CBS: 'Maybe It'sTime for House Ethics Committee to Find New Name'
"Maybe it's time for the House ethics committee to find a new name."
So actually began an article at CBSNews.com's Political Hotsheet blog Tuesday entitled "Ethics Committee Clears Seven, But Questions Persist":
Last week, the bipartisan committee, known formally as the House Committee on Standards of Official Conduct, cleared seven lawmakers who had been accused of trading millions in federal dollars for campaign contributions.
The exoneration came despite a report from a separate group, the Office of Congressional Ethics, that found defense contractors that received the federal money (which came in the form of earmarks) believed their contributions were directly tied to federal money coming their way.
After discussing some of the contradictory actions taken by both groups last week, the piece took an even more surprising turn (h/t Ed Morrissey):
The House ethics committee was in the news last week for another reason as well: It admonished powerful Democratic Rep. Charles Rangel for accepting trips to the Caribbean sponsored by corporate interests, in violation of Congressional gift rules.

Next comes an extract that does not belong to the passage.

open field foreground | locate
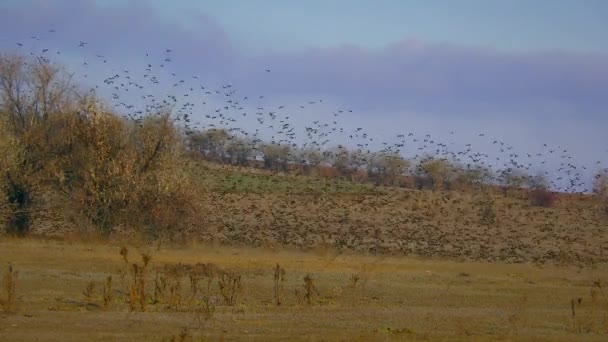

But the admonishment was toothless, and the committee has not yet issued findings in the other issues swirling around Rangel, among them alleged fundraising violations and failures to pay taxes, a particularly ironic charge considering that Rangel is chair the House Ways and Means Committee.
The committee found that Rangel and other lawmakers who took the trip were unaware of the corporate sponsorship, though it said staffers for Rangel were aware of the connection. This despite the fact that as the conservative advocacy group the National Legal and Policy Center shows here, signs for corporate sponsors were visible at the event.
Wow. CBS citing a conservative advocacy group to implicate a media darling like Rangel.
Somebody pinch me.
Of course, as Ed Morrissey wrote Tuesday, it wouldn't have mattered if the "Ethics" committee ruled more harshly on any of these violators:
Besides, even if the Ethics Committee had concluded that these seven lawmakers were also lawbreakers, what would have happened? Nancy Pelosi would have applied the Rangel standard, which holds that one has to have committed treason to have to suffer consequences for ethics violations, or have been a Republican, which would be worse. At worst, it would have resulted in a public scolding, but nothing radical like losing one’s committee assignment. After all, Democrats have an agenda to cram down America’s throat! Corrupt members in the caucus is merely a distraction.